Merit Pay Pro and Con

Susan Troller had a typically good and very substantive article in the Capital Times this week about merit pay for teachers and other dimensions of teacher evaluations.

Merit pay is an issue that highlights the culture clash between the new breed of educational reformers and the traditional education establishment that finds its foundation in teachers and their unions.

Educational reformers nowadays frequently come to education as an avocation after successful business careers.  These reformers, like Bill Gates and Eli Broad,  believe that our approach to education can be improved if we import the sort of approaches to quality and innovation that have proved effective in the business world.

So, for example, let’s figure out what’s the single most important school-based variable in determining student achievement.  Research indicates that it’s the quality of the teacher.  Well then, let’s evaluate teachers in a way that lets us assess that quality, let’s put in place professional development that will allow our teachers to enhance that quality, and let’s have compensation systems that allow us to reward that quality.

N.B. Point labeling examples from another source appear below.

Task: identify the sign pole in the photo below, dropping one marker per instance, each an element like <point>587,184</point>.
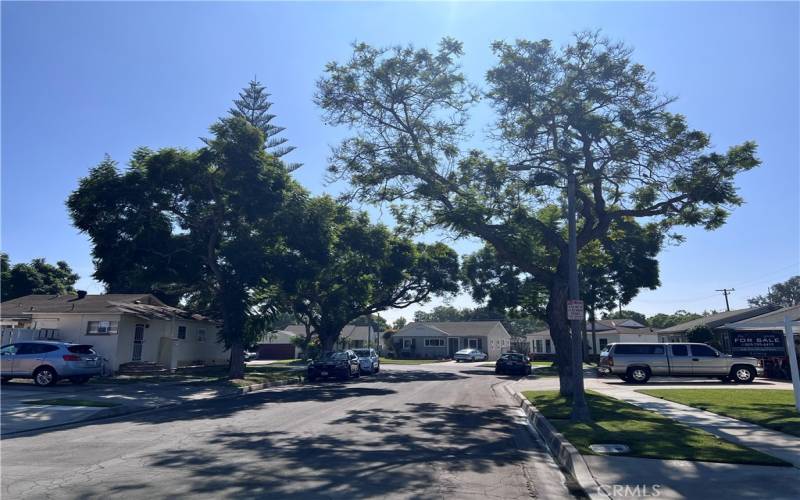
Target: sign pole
<point>790,350</point>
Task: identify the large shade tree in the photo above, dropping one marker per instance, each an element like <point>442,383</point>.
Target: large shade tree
<point>358,269</point>
<point>586,108</point>
<point>207,226</point>
<point>35,277</point>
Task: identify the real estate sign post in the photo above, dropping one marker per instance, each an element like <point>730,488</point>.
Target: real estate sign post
<point>790,351</point>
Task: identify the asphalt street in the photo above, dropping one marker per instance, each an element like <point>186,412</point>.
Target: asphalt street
<point>431,431</point>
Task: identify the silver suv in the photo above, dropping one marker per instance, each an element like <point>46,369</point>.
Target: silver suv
<point>47,362</point>
<point>636,363</point>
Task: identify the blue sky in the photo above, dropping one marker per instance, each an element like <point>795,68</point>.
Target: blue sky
<point>82,80</point>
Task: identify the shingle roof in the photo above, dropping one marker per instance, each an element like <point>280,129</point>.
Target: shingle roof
<point>771,318</point>
<point>138,304</point>
<point>457,327</point>
<point>719,319</point>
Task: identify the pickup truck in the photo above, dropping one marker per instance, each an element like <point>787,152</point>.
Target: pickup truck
<point>636,363</point>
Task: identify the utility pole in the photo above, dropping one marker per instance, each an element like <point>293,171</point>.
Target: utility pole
<point>726,291</point>
<point>580,410</point>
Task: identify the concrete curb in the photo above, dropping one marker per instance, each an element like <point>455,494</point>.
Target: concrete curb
<point>121,410</point>
<point>563,452</point>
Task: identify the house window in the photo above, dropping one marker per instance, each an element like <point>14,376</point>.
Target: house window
<point>101,327</point>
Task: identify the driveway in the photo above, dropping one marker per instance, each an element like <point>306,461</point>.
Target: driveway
<point>418,432</point>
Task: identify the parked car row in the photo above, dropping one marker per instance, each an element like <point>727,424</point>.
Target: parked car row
<point>344,365</point>
<point>46,362</point>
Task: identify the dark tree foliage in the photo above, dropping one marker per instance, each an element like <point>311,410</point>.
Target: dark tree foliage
<point>786,294</point>
<point>253,105</point>
<point>36,277</point>
<point>357,269</point>
<point>587,108</point>
<point>208,227</point>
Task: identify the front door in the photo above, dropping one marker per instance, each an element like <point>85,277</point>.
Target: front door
<point>452,346</point>
<point>138,340</point>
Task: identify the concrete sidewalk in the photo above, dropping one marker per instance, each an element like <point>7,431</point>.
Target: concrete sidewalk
<point>774,443</point>
<point>18,416</point>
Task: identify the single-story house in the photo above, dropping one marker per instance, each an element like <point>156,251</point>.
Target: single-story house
<point>678,333</point>
<point>606,331</point>
<point>278,345</point>
<point>444,339</point>
<point>351,336</point>
<point>122,328</point>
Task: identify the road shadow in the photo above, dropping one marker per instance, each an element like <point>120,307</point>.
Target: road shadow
<point>364,454</point>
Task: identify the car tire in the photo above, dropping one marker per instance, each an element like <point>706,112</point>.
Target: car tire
<point>45,376</point>
<point>638,375</point>
<point>743,374</point>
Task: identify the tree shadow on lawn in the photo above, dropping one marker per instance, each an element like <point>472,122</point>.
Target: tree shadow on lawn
<point>367,453</point>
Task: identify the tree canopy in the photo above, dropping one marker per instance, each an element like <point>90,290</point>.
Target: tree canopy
<point>586,108</point>
<point>209,227</point>
<point>253,105</point>
<point>358,268</point>
<point>785,294</point>
<point>36,277</point>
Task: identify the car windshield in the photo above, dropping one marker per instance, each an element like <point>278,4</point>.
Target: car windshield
<point>335,356</point>
<point>81,349</point>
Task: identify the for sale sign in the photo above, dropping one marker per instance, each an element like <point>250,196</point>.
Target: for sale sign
<point>575,310</point>
<point>758,344</point>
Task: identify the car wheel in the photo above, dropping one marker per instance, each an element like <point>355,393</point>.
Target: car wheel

That’s not exactly the way we do it now.  Our teacher compensation system is based on seniority and the accumulation of professional degrees.  At best, these factors are only tangentially related to teacher quality.  So the reformers say, let’s overhaul the system and make it (to our way of thinking) more rational.  A keystone to any proposal for reform is a merit pay system that somehow links teacher compensation to teacher quality as manifested though enhanced student achievement.

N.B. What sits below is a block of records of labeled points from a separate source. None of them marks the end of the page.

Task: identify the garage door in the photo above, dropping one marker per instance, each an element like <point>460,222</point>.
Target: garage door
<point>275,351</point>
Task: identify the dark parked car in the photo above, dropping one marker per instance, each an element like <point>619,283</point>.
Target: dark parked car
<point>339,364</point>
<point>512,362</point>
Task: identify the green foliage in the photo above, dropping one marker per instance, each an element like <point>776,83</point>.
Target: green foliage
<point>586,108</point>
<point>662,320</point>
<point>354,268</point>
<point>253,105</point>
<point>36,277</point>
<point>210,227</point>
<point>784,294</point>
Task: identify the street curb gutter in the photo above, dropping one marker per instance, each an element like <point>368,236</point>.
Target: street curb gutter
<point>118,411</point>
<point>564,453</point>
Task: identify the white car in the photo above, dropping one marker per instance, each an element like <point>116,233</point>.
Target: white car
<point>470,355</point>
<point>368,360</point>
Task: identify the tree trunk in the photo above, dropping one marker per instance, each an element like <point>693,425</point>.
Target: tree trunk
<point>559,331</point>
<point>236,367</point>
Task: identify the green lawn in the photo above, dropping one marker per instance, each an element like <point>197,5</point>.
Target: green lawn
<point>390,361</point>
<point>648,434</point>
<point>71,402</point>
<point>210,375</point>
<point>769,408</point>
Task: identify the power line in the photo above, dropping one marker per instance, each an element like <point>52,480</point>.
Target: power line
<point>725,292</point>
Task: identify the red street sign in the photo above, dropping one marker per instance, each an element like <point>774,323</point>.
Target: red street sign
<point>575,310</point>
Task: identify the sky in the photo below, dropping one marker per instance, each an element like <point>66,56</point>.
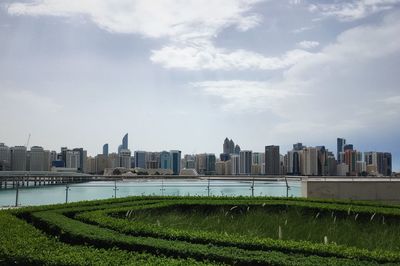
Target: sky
<point>186,74</point>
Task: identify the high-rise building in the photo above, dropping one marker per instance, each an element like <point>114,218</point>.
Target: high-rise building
<point>293,162</point>
<point>113,160</point>
<point>245,160</point>
<point>82,159</point>
<point>18,158</point>
<point>176,161</point>
<point>73,159</point>
<point>101,163</point>
<point>105,149</point>
<point>235,164</point>
<point>124,145</point>
<point>165,160</point>
<point>298,146</point>
<point>37,159</point>
<point>351,157</point>
<point>340,148</point>
<point>378,163</point>
<point>140,159</point>
<point>272,160</point>
<point>226,146</point>
<point>237,149</point>
<point>125,158</point>
<point>5,158</point>
<point>309,161</point>
<point>153,160</point>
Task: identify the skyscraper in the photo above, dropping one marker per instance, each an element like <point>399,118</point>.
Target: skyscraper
<point>340,148</point>
<point>105,149</point>
<point>165,159</point>
<point>176,161</point>
<point>36,162</point>
<point>5,158</point>
<point>18,158</point>
<point>272,160</point>
<point>237,149</point>
<point>124,145</point>
<point>245,162</point>
<point>140,159</point>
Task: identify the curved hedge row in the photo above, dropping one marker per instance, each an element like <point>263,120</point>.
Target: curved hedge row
<point>97,232</point>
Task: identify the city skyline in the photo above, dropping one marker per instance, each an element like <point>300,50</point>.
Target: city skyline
<point>260,72</point>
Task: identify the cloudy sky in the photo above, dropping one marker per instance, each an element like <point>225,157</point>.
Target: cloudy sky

And, by and large, teachers and their unions don’t like it, as the Cap Times article made clear.  A whole host of objections have been raised to merit pay for teachers.  Some of the objections have some validity and others do not.  Let’s try to sort through them.

Here are four more-or-less valid reasons why teachers may not like merit pay:

1. WKCE is a lousy test. Since our focus is enhanced student achievement, we want to assess the extent to which our teachers enhance our students’ learning.  The obvious way to do this is by looking at how a teacher’s students perform on a standardized test, since this is a common measure that enables us to draw comparisons across classrooms.  Unfortunately, the standardized test we currently have in Wisconsin is the WKCE, and it’s just not very good for these purposes.  For one thing, it is administered in the fall, so it can’t measure the performance of a student’s current teacher.  For another, it is not administered to high school students at any time after the fall of their sophomore year.  Any serious effort to use standardized test results as a meaningful part of teacher evaluation will probably have to wait until we have better standardized tests.  I am optimistic that better tests are on their way but they won’t be here for at least a few years.

2.  It’s a zero-sum game. Without more money overall, moving to a merit pay approach is a zero-sum game, with a loser for every winner.  Michelle Rhee, the superintendent of the Washington, D.C. school system, is able to offer significantly higher salaries to effective teachers in D.C. schools because she was able to attract a number of donors to contribute the millions necessary for the pay bumps.  We don’t have that here.  If we’re not able to increase the size of the overall pay pie, then for anyone who gets a bigger piece, someone else is going to have to make do with less.  If teachers generally tend to be risk-averse when it comes to salary, and I think that they probably do, a change to a more variable and less predictable pay system is not likely to be welcomed.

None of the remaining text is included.